Der Sammelband versucht nicht, das Phänomen Gewalt auf einen Kern zu reduzieren. Er geht vielmehr den Weg in die Breite und in die Vergangenheit: Wie hat sich in anderen, früheren Kulturen - so in Mesopotamien, dem frühen Japan, Südafrika - Gewalt geäußert? Die überwiegend historische Perspektive wird ergänzt durch theoretische Beiträge. So unterzieht Martin Dinges die Zivilisationstheorie von Norbert Elias einer kritischen Betrachtung und Lutz Ellrich erläutert am Beispiel der indonesischen Massaker von 1965/66 die Kulturtheorie von Clifford Geertz, derzufolge "es keinen kategorialen Unterschied zwischen militärisch konzentrierten und zivilien Gewaltpotentialen" gibt: Das eigentliche Subjekt der Gewalt ist "stets die ganze Gesellschaft".
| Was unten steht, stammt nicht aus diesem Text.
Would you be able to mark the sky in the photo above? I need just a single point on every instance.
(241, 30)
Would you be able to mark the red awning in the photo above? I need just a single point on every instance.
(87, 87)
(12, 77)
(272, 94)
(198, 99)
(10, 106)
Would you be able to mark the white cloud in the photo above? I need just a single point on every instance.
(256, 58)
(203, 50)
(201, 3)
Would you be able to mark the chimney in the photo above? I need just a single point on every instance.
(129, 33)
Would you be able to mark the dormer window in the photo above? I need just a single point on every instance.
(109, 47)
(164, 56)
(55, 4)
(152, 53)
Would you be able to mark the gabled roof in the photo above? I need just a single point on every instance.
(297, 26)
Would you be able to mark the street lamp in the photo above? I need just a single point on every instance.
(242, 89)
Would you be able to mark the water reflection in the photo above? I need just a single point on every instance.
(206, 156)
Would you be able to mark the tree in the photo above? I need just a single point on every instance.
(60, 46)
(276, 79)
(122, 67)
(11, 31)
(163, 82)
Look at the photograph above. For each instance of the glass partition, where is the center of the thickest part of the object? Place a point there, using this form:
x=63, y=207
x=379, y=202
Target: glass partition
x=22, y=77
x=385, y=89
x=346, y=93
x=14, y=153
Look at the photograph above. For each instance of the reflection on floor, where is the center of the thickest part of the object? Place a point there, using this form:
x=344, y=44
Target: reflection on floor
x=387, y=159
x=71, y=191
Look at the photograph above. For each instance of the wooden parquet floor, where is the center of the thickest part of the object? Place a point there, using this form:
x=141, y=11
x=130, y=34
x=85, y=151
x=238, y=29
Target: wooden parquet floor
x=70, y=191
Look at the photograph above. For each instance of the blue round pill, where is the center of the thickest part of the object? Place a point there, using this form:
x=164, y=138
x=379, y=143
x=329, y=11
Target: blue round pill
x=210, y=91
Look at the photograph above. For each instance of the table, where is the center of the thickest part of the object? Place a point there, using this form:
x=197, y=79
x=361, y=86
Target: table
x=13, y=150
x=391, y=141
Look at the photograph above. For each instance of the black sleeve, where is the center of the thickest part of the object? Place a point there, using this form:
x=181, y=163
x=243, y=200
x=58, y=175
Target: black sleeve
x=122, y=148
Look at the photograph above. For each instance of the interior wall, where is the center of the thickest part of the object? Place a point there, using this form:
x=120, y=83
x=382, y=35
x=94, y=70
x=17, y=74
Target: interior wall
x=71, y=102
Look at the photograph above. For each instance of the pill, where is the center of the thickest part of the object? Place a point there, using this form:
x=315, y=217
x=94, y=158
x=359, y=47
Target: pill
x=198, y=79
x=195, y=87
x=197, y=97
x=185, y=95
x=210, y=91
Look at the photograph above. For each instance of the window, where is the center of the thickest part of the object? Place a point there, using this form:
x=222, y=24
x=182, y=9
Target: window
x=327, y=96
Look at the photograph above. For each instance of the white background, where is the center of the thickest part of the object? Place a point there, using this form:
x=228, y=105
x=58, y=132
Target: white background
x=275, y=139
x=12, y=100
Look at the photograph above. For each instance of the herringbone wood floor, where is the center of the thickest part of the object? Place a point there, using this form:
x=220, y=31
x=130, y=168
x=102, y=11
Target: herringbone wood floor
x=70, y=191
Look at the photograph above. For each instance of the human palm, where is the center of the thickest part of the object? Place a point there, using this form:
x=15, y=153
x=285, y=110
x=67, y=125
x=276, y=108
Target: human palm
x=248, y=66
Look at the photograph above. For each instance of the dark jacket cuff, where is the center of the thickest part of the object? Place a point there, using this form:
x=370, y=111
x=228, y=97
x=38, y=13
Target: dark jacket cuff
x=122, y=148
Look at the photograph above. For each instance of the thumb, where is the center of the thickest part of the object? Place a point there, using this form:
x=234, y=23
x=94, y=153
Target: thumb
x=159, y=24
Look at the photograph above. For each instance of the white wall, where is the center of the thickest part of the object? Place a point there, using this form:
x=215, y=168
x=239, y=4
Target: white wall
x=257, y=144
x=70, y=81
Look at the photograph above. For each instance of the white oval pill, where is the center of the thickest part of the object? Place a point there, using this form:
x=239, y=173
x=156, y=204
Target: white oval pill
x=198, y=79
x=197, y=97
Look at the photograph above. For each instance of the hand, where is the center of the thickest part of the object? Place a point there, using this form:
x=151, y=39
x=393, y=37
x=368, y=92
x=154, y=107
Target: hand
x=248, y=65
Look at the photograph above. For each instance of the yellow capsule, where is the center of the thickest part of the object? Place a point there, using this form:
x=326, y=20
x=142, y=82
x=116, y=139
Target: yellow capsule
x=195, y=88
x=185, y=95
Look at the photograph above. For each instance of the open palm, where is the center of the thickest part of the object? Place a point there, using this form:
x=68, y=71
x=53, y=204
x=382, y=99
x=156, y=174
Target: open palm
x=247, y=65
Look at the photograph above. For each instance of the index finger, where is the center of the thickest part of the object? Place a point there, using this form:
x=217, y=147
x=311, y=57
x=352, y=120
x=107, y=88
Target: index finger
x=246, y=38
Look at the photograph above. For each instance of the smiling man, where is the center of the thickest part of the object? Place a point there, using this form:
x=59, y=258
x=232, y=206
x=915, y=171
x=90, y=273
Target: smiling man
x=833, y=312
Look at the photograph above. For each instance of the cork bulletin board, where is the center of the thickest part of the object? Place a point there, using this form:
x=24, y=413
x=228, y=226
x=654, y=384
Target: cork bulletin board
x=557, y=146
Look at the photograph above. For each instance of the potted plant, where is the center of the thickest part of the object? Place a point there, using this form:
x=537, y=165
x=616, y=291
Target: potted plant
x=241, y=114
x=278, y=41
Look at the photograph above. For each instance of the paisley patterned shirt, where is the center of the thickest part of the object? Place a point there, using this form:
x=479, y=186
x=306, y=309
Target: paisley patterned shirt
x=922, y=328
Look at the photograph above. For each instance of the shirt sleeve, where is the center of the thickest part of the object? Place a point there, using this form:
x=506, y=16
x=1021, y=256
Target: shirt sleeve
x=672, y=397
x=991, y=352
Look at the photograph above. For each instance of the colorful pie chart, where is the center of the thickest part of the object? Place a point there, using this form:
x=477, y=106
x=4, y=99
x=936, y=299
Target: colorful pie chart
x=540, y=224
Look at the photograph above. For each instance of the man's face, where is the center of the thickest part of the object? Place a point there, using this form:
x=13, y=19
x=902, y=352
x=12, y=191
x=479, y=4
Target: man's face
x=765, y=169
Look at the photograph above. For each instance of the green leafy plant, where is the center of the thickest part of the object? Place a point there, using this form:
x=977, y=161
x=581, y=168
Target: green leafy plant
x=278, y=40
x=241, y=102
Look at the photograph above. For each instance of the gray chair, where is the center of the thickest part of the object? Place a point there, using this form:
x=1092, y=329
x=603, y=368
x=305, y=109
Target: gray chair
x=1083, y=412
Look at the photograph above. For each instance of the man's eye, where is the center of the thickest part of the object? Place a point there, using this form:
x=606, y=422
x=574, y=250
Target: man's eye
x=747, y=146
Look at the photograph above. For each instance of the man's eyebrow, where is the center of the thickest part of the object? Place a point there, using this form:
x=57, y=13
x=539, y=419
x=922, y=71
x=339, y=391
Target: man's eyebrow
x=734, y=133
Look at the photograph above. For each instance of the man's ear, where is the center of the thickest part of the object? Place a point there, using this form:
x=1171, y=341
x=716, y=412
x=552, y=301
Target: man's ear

"Kann man aus der Geschichte lernen?" fragt Paul Zanker am Ende seines Textes. "Der Historiker kann vorderhand nicht viel mehr tun als Phänomene und Zusammenhänge in einer bestimmten Gesellschaft aufzeigen und damit Material für Vergleiche bereitstellen. (...) Aber bei der Beschäftigung mit dem Thema Gewalt und Gewaltentladung kann man auch ohne tiefgreifende Analysen sehen, wie unwahrscheinlich es ist, daß sich Gewaltpotentiale durch Erziehung und Bestrafung eliminieren lassen."

Ein lesenswerter Band, wenngleich die wissenschaftliche Ausrichtung vieler Texte dem Laien die Lektüre zuweilen erschweren dürfte.Rolf Peter Sieferle und Helga Breuninger (Hrsg.): Kulturen der Gewalt. Ritualisierung und Symbolisierung von Gewalt in der Geschichte. Frankfurt/Main; New York: Campus Verlag, 1999. 295 Seiten, zahlreiche Abbildungen. 48 Mark.